The Artists & Representatives agency, which repped Bean for many years, issued a statement mourning his passing.
“We are devastated to hear of the sudden, tragic loss of our beloved friend and client Orson Bean. During a career that spanned nearly seven decades, he delighted audiences on radio, stage and screen while generously nurturing the artistry of his fellow performers. Our hearts go out to his wife and family during their time of grief. For all who knew him, Orson leaves a legacy of love, true friendship and powerful work. He will be deeply missed.”
There was also a politically active side to Bean. He was briefly blacklisted as a suspected Communist, and was a not-infrequent sight at political and environmental protests. He also founded the progressive 15th Street School in the 1960s, and once gave away his possessions to wander America in hippie-style fashion, exploring the turbulent times in a personal way.
For a time, he dropped out, moving to Australia and exploring the concepts of Austiran psychoanalyst Wilhelm Reich, writing a book about the experience. He returned to the US in 1971, but didn’t immediately return to show business. Instead, he followed a nomadic, hippie lifestyle, admitting in a memoir it was filled with psychedelic drugs, communal sex and other indulgences in a quest for self-discovery. He supported the family with commercial work and voice-overs in animated films.
By 1980, he decided to ramp up his show business activity. He again took to television movies, soap operas, game shows and film work.

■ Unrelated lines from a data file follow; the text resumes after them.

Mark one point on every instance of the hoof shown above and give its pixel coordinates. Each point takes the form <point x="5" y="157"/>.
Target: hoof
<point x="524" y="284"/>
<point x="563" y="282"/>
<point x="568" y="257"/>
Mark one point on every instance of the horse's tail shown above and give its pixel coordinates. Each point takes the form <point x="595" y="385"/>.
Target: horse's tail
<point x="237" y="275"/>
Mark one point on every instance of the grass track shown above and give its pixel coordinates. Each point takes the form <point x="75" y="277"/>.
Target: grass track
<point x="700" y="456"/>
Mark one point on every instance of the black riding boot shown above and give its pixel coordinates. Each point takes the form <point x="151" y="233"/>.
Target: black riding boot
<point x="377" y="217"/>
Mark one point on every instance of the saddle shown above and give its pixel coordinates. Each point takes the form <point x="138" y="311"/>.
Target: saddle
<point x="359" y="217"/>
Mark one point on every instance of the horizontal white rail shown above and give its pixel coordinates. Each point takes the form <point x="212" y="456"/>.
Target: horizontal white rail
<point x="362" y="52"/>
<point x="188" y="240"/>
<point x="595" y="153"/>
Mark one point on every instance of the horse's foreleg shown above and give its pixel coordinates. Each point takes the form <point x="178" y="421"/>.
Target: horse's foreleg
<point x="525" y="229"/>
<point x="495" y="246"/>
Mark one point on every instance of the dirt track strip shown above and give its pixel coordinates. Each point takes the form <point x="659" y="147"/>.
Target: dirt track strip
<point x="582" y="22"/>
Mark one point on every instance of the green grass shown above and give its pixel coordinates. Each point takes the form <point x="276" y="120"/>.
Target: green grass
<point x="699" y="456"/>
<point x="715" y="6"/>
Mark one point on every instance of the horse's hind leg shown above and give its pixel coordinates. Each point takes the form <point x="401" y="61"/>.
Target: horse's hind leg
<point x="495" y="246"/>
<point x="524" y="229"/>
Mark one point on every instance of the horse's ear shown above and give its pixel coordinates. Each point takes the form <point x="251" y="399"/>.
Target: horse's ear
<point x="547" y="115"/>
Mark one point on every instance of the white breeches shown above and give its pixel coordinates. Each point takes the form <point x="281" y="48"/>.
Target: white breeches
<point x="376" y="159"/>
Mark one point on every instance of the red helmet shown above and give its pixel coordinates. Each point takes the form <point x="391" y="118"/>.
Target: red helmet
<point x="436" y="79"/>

In his later career, he took recurring roles in such shows Murder, She Wrote, Normal, Ohio and Desperate Housewives. One highlight of his career was appearing in Being John Malkovich, a cult classic in which Bean was the owner of a mysterious company.
Bean was born Dallas Frederick Burrows on July 22, 1928, in Burlington, Vt.. After graduating from high school in 1946, he was drafted and served with Japan occupation forces.
Upon his discharge, he changed his name to Orson Bean and became a stage magician, working Boston-area nightclubs. Eventually, he evolved into comedy, and he began working bigger rooms in New York in a comedy era that saw such giants as Lenny Bruce, Mort Sahl and Woody Allen working.
From there, he evolved into television, becoming such a ubiquitous presence on The Tonight Show that he was often a vacation host for Jack Paar and Johnny Carson. In between episodic TV stints, he also appeared on Broadway in the 1955 comedy Will Success Spoil Rock Hunter? and in the 1967 musical Illya Darling.
Bean lived in Venice for many years and married three times, the last to actress Alley Mills. Survivors include his wife and his four children. No memorial plans have been announced.